On Fri, 2006-05-12 at 16:48 -0400, William L. Maltby wrote:
On Fri, 2006-05-12 at 20:47 +0100, Karanbir Singh wrote:
William L. Maltby wrote:
Putting a password, regardless of source, into a "probe", which by its very existence seems to have a higher likelihood of interception, seems foolish. If there is a problem along the intermediate steps (if any) and somebody is examining stuff, for righteous or nefarious reasons, ...
the passwd is sent to the email address its meant for. if you have
If you have to send a probe, does this not raise the possibility that the email is being diverted? If so, the fact that it's sent to... doesn't provide much feeling of security.

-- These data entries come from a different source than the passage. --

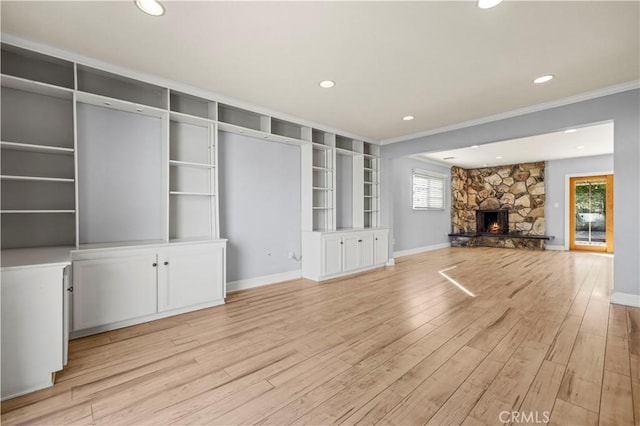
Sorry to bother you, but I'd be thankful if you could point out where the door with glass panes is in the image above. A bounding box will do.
[569,175,613,253]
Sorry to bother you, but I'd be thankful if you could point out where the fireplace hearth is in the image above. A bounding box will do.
[476,209,509,234]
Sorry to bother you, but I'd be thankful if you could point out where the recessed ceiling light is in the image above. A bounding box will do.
[136,0,164,16]
[320,80,336,89]
[478,0,502,9]
[533,74,555,84]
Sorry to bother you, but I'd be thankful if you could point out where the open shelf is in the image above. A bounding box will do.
[76,65,168,110]
[218,104,271,134]
[169,111,215,126]
[169,160,215,169]
[169,191,216,197]
[0,210,76,214]
[0,175,75,183]
[0,43,74,89]
[169,90,216,120]
[76,92,167,118]
[0,141,75,155]
[0,74,73,100]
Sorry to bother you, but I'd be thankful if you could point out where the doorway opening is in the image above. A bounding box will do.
[569,175,613,253]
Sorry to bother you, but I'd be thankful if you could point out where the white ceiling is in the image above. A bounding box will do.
[0,0,640,141]
[415,123,613,169]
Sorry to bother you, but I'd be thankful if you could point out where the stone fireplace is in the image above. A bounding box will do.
[451,162,548,248]
[476,209,509,234]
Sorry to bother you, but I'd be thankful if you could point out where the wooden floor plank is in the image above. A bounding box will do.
[600,370,634,426]
[549,399,598,426]
[558,333,605,413]
[1,247,640,426]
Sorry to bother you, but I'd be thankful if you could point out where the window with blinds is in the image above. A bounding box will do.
[413,170,445,210]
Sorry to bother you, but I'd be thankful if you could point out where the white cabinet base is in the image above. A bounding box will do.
[70,240,226,338]
[1,264,66,400]
[302,228,388,281]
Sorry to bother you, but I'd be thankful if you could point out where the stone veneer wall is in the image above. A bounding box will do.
[451,162,546,235]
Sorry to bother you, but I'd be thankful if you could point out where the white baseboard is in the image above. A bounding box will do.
[227,269,302,293]
[393,243,451,259]
[611,291,640,308]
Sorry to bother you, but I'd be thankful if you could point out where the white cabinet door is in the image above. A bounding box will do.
[73,253,159,330]
[342,234,360,271]
[373,231,389,265]
[358,232,374,268]
[322,236,343,275]
[1,266,65,399]
[158,247,225,311]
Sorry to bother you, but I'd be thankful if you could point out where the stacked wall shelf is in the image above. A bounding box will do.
[0,48,76,248]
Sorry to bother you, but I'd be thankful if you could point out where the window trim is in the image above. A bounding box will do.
[411,169,448,211]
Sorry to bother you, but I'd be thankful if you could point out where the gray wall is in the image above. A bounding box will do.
[392,157,451,252]
[336,154,353,229]
[218,132,301,282]
[381,89,640,295]
[545,155,615,246]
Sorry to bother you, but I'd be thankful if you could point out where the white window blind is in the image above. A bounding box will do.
[413,170,445,210]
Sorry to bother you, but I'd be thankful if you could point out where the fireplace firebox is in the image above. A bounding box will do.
[476,209,509,234]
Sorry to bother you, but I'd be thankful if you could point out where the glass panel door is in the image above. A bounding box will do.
[569,175,613,253]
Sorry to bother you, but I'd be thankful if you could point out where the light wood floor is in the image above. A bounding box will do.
[2,248,640,425]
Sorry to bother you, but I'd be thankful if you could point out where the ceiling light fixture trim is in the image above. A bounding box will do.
[533,74,555,84]
[319,80,336,89]
[135,0,164,16]
[478,0,502,9]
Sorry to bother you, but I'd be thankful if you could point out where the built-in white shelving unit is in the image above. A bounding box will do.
[0,39,386,386]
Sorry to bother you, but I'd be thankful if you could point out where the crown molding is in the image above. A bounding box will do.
[380,80,640,146]
[0,32,380,145]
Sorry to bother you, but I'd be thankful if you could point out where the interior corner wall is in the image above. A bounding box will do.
[218,132,301,282]
[391,157,451,253]
[545,154,615,246]
[380,89,640,300]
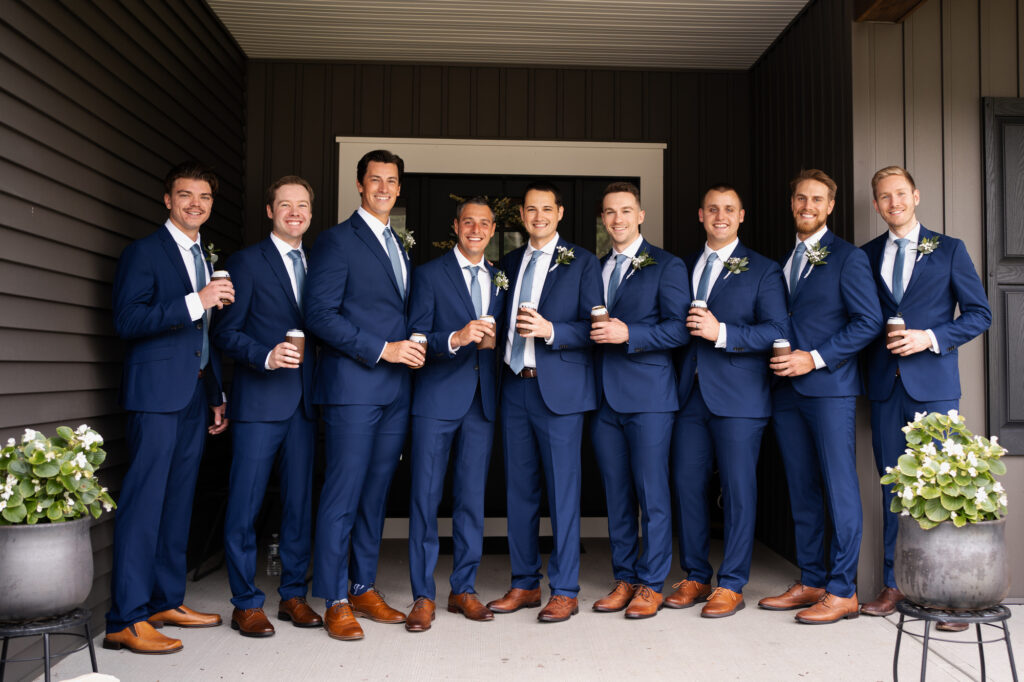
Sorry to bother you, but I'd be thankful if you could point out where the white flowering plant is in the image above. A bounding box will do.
[882,410,1007,530]
[0,424,117,525]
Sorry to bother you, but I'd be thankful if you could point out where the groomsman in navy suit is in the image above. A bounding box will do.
[406,197,508,632]
[303,150,424,640]
[860,166,992,615]
[666,184,790,619]
[207,175,323,637]
[758,169,882,624]
[487,182,602,623]
[590,182,689,619]
[103,162,234,653]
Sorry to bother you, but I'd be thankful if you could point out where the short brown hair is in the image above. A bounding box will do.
[871,166,918,197]
[790,168,837,201]
[266,175,313,209]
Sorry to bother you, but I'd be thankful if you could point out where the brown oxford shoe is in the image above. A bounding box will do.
[348,588,406,624]
[231,608,273,637]
[860,588,903,615]
[406,597,434,632]
[103,621,183,653]
[626,585,665,619]
[537,594,580,623]
[487,588,541,613]
[758,581,825,611]
[449,592,495,621]
[594,581,636,613]
[278,597,324,628]
[324,602,362,641]
[148,604,220,629]
[665,581,712,608]
[797,592,860,625]
[700,586,746,619]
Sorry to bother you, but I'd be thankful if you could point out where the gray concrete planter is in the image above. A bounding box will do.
[0,516,92,622]
[894,516,1010,609]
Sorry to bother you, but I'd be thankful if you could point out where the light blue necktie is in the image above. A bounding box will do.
[606,253,629,305]
[509,251,544,374]
[697,251,718,301]
[466,265,483,317]
[384,227,406,300]
[188,244,210,370]
[288,249,306,310]
[790,242,807,296]
[893,240,910,303]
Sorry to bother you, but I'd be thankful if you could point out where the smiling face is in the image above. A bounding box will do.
[355,161,401,224]
[697,189,745,251]
[452,204,495,263]
[164,177,213,236]
[266,184,313,249]
[790,180,836,241]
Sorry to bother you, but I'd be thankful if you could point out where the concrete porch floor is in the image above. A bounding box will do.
[37,539,1024,682]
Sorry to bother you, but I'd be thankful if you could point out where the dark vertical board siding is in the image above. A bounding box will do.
[0,0,243,679]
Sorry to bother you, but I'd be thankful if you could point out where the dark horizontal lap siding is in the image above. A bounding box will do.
[0,0,246,679]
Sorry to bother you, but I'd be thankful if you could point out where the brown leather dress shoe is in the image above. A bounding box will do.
[797,592,860,625]
[860,588,904,615]
[324,602,362,641]
[148,604,220,630]
[449,592,495,621]
[348,588,406,624]
[231,608,273,637]
[594,581,636,613]
[537,594,580,623]
[626,585,665,619]
[487,588,541,613]
[665,581,712,608]
[103,621,183,653]
[278,597,324,628]
[758,582,825,611]
[406,597,436,632]
[700,586,746,619]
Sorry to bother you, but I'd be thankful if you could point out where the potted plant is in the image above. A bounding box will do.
[882,410,1010,609]
[0,424,115,622]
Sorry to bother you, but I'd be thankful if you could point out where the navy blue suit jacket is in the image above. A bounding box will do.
[302,212,413,404]
[211,237,316,422]
[499,238,604,415]
[114,225,223,413]
[679,243,790,418]
[593,240,690,414]
[862,225,992,401]
[781,229,883,397]
[409,251,506,421]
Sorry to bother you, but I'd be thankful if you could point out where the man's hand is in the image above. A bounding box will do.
[771,350,814,377]
[686,308,719,342]
[886,329,932,356]
[590,317,630,343]
[452,319,495,348]
[381,340,427,370]
[267,341,301,370]
[199,280,234,310]
[206,402,227,435]
[515,308,555,339]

But I *am* and amateur at this security stuff and buzzwords like "man- in-the-middle" may just cause excess trepidation in me. Anyway, that's what caused me to raise the question.
I don't even like it that your (CentOS's) monthly reminder to me is sent with password unencrypted... and I am the only user here. If I could post my public key and have that monthly reminder encrypted, I'd do it.
You can turn it off in your preferences for the list in mailman: http://lists.centos.org/mailman/options/centos
access to emails being sent to that address, its sort of academic getting the passwd anyway ( click on forgot passwd, new passwd emailed out ...etc )
Well, it's too bad that we can't make all access via SS* w/no passwords required. But a new one-time-only-use password (IOW, it must be changed on first use and w/i a specified time interval) isn't too bad.
We didn't write mailman ... nor did we write the probe e-mail that it sends.